La coherencia interna, mi verdadera abundancia
El diálogo entre El Papa, El Ermitaño y La Justicia como mapa de mi vida y legado de mi alma.
Mi camino me ha enseñado que el autoconocimiento es la brújula más poderosa que podemos tener. Herramientas como el Tarot Evolutivo y la Numerología nos muestran la geometría de nuestra vida, revelando lecciones, desafíos y el camino hacia nuestra armonía interna.
En mi experiencia, la carta natal actúa como ese mapa que nos orienta hacia nuestra esencia y nuestro gran aprendizaje de esta vida, colocándonos de frente con lo que necesitamos iluminar y transformar en potencialidad.
En mi caso, mi número de vulnerabilidad es el 8, representado en el Tarot por La Justicia. Durante años creí que el aprendizaje de este número estaba ligado únicamente a la materia: superar la carencia, aprender a valorar lo ganado con esfuerzo, equilibrar las huellas de venir de una familia de padres separados, de un hogar donde el ahorro era casi ley. Ese patrón de “vivir en la falta” lo asumí como verdad.
Pero ayer, en una sesión de autoReiki, ocurrió un clic profundo. Sentí que el 8, mi Justicia, me hablaba directamente. Y comprendí que su enseñanza va mucho más allá.
La Justicia me susurró:
“Soy equilibrio vivo, consciente de que la verdadera perfección nace de la armonía entre todas las partes de tu ser. Comprendo que el balance auténtico surge de la aceptación y la coherencia entre lo que piensas, sientes y haces.”

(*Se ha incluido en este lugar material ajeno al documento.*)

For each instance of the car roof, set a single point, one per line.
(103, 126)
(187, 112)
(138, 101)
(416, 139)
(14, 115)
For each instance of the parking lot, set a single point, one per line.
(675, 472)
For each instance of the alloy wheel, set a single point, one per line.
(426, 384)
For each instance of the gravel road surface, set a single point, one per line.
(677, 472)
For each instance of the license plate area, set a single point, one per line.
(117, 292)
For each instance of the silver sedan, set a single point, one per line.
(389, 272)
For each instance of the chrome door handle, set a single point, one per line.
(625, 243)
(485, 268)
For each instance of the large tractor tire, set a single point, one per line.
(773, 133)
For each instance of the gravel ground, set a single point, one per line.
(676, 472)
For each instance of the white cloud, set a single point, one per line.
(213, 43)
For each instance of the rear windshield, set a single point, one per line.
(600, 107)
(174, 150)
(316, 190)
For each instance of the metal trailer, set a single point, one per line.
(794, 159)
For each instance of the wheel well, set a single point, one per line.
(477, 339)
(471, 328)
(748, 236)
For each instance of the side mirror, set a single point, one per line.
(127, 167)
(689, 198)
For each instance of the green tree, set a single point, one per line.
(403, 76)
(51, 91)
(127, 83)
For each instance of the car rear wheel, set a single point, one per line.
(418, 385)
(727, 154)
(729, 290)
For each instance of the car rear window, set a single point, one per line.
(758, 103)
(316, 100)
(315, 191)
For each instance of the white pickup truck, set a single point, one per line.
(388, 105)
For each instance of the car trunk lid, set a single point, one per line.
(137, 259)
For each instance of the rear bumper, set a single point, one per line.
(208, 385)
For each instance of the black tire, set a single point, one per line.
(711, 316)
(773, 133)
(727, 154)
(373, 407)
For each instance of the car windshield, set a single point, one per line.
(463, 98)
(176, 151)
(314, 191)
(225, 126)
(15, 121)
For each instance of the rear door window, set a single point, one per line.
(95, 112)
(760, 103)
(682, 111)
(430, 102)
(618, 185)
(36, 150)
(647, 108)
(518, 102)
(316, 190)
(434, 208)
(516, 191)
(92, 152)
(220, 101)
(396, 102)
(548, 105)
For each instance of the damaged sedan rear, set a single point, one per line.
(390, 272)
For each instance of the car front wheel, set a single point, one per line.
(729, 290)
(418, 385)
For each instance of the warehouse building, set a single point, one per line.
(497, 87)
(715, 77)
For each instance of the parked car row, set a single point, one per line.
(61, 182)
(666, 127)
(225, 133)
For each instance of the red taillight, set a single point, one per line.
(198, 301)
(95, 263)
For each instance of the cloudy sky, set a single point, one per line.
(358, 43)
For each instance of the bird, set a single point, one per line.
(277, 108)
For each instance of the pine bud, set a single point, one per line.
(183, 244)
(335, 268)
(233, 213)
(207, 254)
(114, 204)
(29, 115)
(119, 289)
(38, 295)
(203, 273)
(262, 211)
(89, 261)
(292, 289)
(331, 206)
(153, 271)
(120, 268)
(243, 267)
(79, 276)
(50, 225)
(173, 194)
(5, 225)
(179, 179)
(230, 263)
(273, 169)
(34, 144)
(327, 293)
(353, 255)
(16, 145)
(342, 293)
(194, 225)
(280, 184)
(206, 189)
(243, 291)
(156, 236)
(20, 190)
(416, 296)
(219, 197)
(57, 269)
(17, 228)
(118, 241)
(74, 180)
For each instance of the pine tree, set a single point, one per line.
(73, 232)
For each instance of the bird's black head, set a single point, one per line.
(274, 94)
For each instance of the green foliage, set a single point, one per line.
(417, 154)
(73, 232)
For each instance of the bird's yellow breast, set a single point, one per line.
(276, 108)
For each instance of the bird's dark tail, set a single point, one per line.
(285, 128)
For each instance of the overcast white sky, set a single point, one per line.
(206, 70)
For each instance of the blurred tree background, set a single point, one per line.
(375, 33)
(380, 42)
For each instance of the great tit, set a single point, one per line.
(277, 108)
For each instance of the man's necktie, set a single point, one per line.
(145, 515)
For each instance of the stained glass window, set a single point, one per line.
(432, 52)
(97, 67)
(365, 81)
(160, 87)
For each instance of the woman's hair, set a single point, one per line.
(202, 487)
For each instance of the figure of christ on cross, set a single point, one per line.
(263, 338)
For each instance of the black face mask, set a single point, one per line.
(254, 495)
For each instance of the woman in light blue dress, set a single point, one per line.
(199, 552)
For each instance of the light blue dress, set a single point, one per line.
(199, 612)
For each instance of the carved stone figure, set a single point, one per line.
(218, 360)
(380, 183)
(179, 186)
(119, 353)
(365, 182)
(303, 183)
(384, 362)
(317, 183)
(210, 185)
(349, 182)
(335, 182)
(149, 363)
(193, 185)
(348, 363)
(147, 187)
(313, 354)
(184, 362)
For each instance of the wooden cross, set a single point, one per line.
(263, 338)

Entonces lo vi claro: la reparación real, la sanación, no era trabajar la parte material de la Justicia, del 8, sino el equilibrio interno, la coherencia interna. Este equilibrio y coherencia interna, entre lo que pensamos, decimos y hacemos, se convierte en nuestro marco de vida, en nuestra verdad absoluta, y nos permite sentirnos libres para que así sea.
De pronto, en mi carta apareció la geometría de un triángulo formado por mis números: 5 (esencia), 9 (emocionalidad) y 8 (vulnerabilidad). Allí se reveló la fuerza de mi doble esencia: el Papa (5), como verdad, como marco de vida que me recuerda la lealtad a mí misma; y el Ermitaño (9), como libertad holística, como soledad elegida, como aquel que camina la vida creando su propia alquimia y sabiduría.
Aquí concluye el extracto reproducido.